Ben Rhodes always wanted to be fiction writer, and some would say he’s reached his goal — not by writing the Great American Novel, but by authoring some of President Obama’s biggest lies.
Last week, Rhodes was interviewed by the New York Times about his job as “Obama’s foreign-policy guru” and speechwriter.
His candid revelations about the inner workings of the White House have sent shock waves through Washington and beyond.

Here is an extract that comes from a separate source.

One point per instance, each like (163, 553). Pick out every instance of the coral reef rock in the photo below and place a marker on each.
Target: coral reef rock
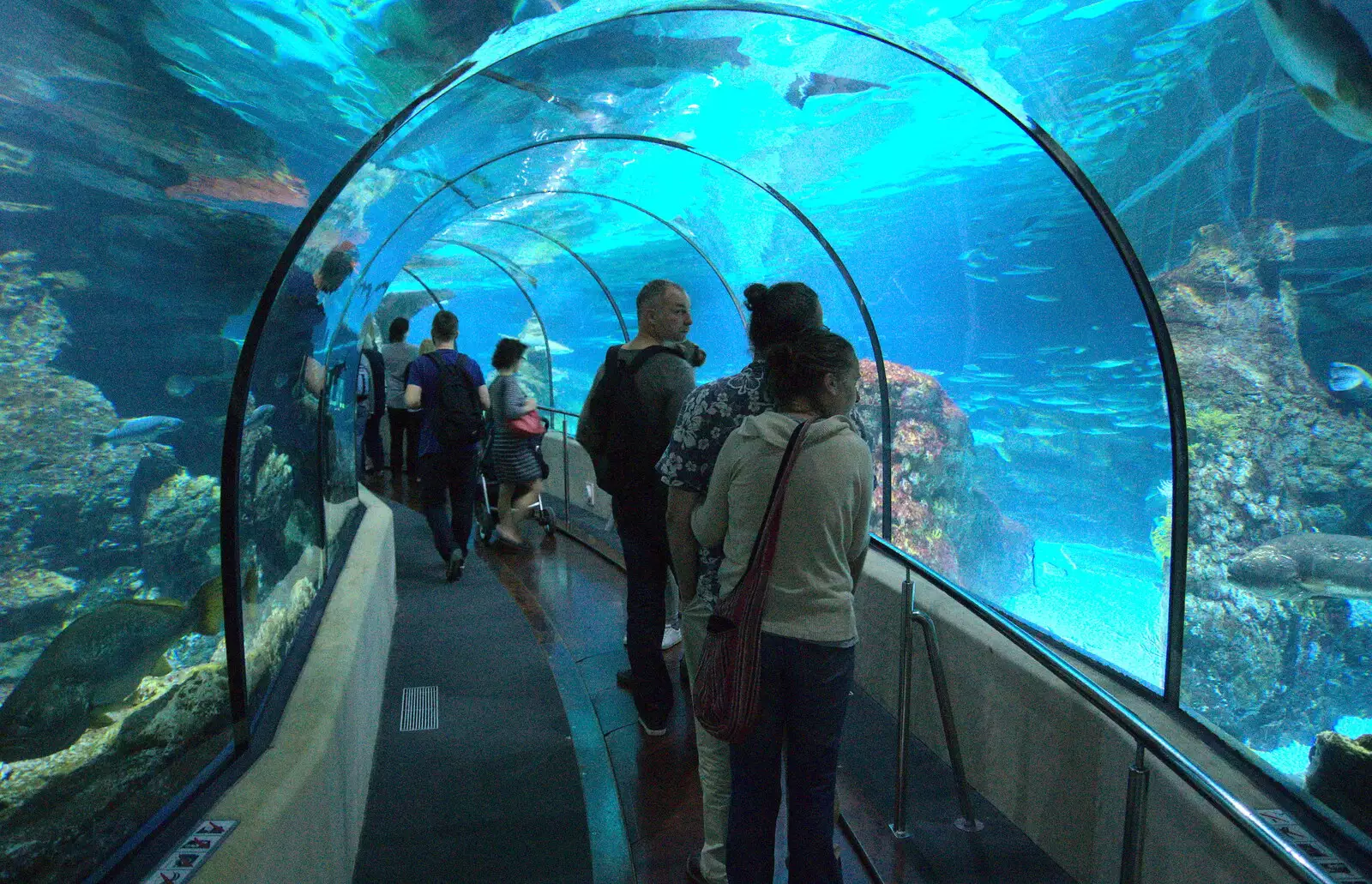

According to the New York Times:
Rhodes’s innovative campaign to sell the Iran deal is likely to be a model for how future administrations explain foreign policy to Congress and the public. The way in which most Americans have heard the story of the Iran deal presented — that the Obama administration began seriously engaging with Iranian officials in 2013 in order to take advantage of a new political reality in Iran, which came about because of elections that brought moderates to power in that country — was largely manufactured for the purpose for selling the deal. Even where the particulars of that story are true, the implications that readers and viewers are encouraged to take away from those particulars are often misleading or false.
Now, as Reuters reports:
The White House confirmed on Monday that Ben Rhodes, the deputy national security adviser, would not testify at a House oversight panel on Iran on Tuesday.
The panel had asked Rhodes to appear after a New York Times article had suggested that he had manipulated the public debate over the Iran deal.
The Obama White House appears to be circling the wagons around Rhodes, despite the embarrassment his interview has caused them. Whether or not the fact that Rhodes’ brother David is the president of CBC News has any bearing on Obama’s apparent loyalty is impossible to verify.
Interestingly, Rhodes’ casual admissions that he helped manipulate popular opinion through the President’s speeches echo a troubling interview Charlie Rose recently conducted with three presidential speechwriters. Jon Lovett, credited with writing the infamous line, “If you like your insurance plan, you can keep it,” at one point laughs along with Rose and the other panelists, who seem to find that sentence particularly hilarious.